Connections are important, not going to lie. One thing I love to recommend is that you volunteer as a reader for a literary magazine. You’ll start meeting people in the industry that way. Volunteer for a literary festival or book conference, that really helps as well. Attend readings in your local area, follow the writers you admire online. You’ll slowly start to develop friendships that will help you in the long run. And when you like someone’s work, let them know! I have a big section in my book about this. I don’t have an MFA so I had to build my community from the ground up.

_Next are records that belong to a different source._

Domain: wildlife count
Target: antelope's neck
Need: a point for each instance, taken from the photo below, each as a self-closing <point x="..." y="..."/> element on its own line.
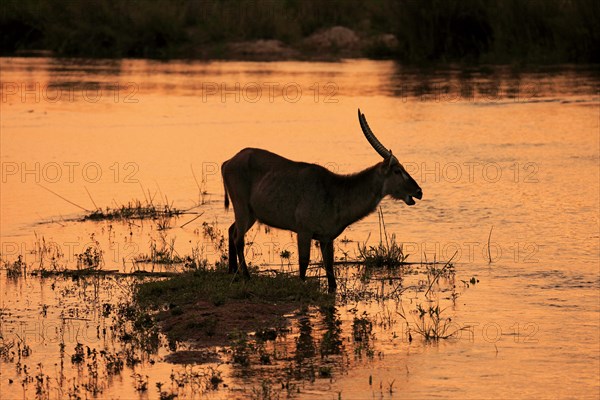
<point x="363" y="192"/>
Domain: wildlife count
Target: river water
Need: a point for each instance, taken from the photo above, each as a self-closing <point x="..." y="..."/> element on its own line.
<point x="494" y="149"/>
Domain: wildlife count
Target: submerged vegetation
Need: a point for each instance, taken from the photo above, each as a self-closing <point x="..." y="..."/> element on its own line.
<point x="496" y="31"/>
<point x="274" y="330"/>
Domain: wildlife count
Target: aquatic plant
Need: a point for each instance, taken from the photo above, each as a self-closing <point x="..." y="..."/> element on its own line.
<point x="386" y="254"/>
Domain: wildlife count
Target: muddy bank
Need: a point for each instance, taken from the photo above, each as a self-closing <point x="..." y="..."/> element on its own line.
<point x="210" y="308"/>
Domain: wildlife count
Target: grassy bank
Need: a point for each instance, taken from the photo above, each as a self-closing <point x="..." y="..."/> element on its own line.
<point x="427" y="31"/>
<point x="207" y="307"/>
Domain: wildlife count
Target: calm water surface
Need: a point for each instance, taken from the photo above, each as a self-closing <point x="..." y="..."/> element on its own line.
<point x="516" y="151"/>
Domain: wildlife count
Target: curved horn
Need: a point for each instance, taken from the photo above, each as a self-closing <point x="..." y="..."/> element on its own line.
<point x="383" y="152"/>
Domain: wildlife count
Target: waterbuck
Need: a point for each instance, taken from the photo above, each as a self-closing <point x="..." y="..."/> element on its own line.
<point x="307" y="198"/>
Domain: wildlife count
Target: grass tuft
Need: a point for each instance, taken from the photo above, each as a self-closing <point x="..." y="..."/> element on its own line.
<point x="386" y="254"/>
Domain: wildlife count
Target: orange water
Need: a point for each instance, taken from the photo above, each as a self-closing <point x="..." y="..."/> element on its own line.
<point x="516" y="151"/>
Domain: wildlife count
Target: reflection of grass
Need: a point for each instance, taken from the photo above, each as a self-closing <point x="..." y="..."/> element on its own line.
<point x="136" y="210"/>
<point x="220" y="287"/>
<point x="431" y="324"/>
<point x="16" y="268"/>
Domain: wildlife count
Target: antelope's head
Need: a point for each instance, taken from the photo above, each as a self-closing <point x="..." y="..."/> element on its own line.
<point x="398" y="183"/>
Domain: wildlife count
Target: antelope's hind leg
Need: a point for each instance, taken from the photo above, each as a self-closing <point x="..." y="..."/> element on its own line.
<point x="327" y="251"/>
<point x="242" y="225"/>
<point x="304" y="240"/>
<point x="232" y="252"/>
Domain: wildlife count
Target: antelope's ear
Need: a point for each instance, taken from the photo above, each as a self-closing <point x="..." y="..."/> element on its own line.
<point x="389" y="163"/>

On how you should get started if you’re a teenaged novelist:

You should subscribe to “One Teen Story” and go to as many literary festivals and conferences (like AWP) as you can find in your community and attend panels on these topics. YA is actually doing REALLY well right now (adult fiction sales are down 25%!) and the community of writers and readers there are so supportive of one another. Follow your favorite YA authors online and make a list of what hashtags they use. Then follow those hashtags– people will lead you to great advice and community forums where you will find your people!

On self-publishing:

I self published a collection of short stories! I really liked the experience. I went with a press called “The Troy Bookstore” near Albany NY that has great relationships with local bookstores so it ended up feeling really editorial and personal and “real.” I like vanity presses for that reason. I would recommend that everyone hire an outside editor, at the very least for grammar, before something goes to print. You should plan on doing a lot of the promotion yourself as hiring outside help for self published books is risky, expensive, and doesn’t often pay off. We have a big section on this topic in my book with success and horror stories, both!

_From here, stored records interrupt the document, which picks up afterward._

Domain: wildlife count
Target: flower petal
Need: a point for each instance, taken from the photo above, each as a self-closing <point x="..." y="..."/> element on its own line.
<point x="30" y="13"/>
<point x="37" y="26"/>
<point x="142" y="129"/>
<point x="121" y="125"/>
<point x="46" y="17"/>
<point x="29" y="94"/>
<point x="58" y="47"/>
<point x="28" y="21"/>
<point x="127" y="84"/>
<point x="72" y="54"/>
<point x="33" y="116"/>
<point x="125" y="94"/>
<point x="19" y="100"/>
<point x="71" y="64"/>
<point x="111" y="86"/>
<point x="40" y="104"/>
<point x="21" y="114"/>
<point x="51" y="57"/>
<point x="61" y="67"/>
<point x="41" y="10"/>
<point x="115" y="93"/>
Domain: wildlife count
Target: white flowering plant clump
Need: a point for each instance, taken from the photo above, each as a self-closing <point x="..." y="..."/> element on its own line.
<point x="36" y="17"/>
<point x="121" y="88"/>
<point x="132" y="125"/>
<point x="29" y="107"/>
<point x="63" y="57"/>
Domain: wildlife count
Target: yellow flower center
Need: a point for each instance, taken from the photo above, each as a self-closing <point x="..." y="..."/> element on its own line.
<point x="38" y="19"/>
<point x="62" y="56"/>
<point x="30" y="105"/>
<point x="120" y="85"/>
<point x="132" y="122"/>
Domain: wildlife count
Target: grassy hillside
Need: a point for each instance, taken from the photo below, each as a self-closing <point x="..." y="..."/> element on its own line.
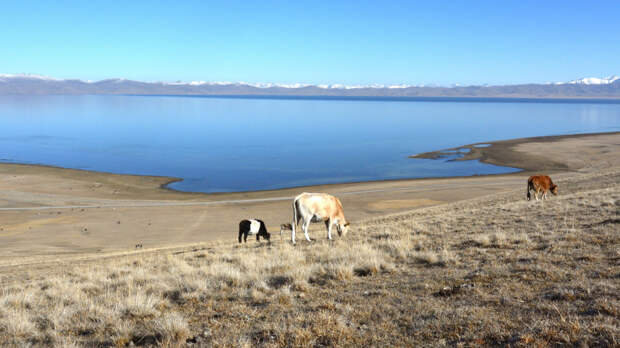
<point x="489" y="271"/>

On how to write a good query letter:

Regarding query letters, honestly, something very important is that you give the agent a sense of how you are marketable. Of course they need to love the MS that you are trying to get them to sign on for, but they also need to believe you are the kind of writer who has a second and third book in them, who can be sent out to promote their work, do speaking engagements…both you and your manuscript need to be salable. That isn’t pleasant to hear, but I’m afraid it’s true for the most part.

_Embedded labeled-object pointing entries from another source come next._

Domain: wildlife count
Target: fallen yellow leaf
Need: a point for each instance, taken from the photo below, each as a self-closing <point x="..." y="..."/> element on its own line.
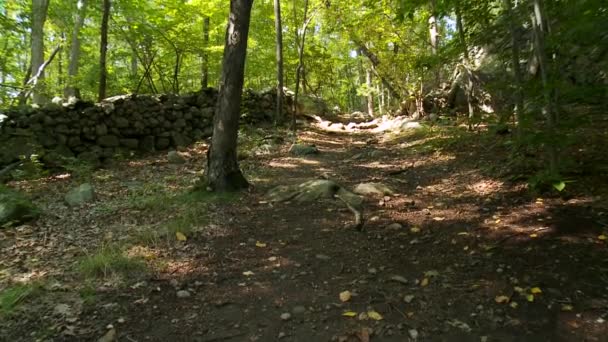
<point x="345" y="296"/>
<point x="374" y="315"/>
<point x="349" y="314"/>
<point x="424" y="282"/>
<point x="501" y="299"/>
<point x="180" y="236"/>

On what to look for in an agent:

In my personal experience, it’s been really useful to have an agent who is great at business development: who always advocates to get you paid more than you are originally offered, who has a sense of how to develop your career. Regarding communication style, it’s essential to ask, upfront, how they like to communicate. Email? Text? Weekly emails? Phone?

On self-promotion:

Self promotion is hard to get right. My best advice (other than the section about this in my new book) is to follow the authors online who you think are doing this right. Observe how they do it. How do they share good news that might make other people jealous? What kind of lifestyle/intimate content do they share? Chloe Benjamin does a fantastic job of this, for example.

On touring:

If your publisher is going to foot the bill for your travel and lodging, I think it’s always worth it. If you have to pay for it yourself, then you really need to do the legwork to make sure that you are going to get decent crowds at your events. One way to protect against this is to do events with other people. I find that getting on podcasts is a WONDERFUL way to tour without leaving your home. For my tour for this book, I’ll be lecturing and teaching in all the cities I’m going to—which ensures that I will have an engaged community of likeminded readers at my events. IN my book, we outline the 5 different kinds of tours that you can arrange, including a DIY tour! . . . I wanted to add that when you are on tour, what’s really essential is that you forge relationships with booksellers. Send them thank you notes! Remember their names!

On the publishing breakdown:

I’d say it’s: 25% connections, 73% hard work, 2% luck.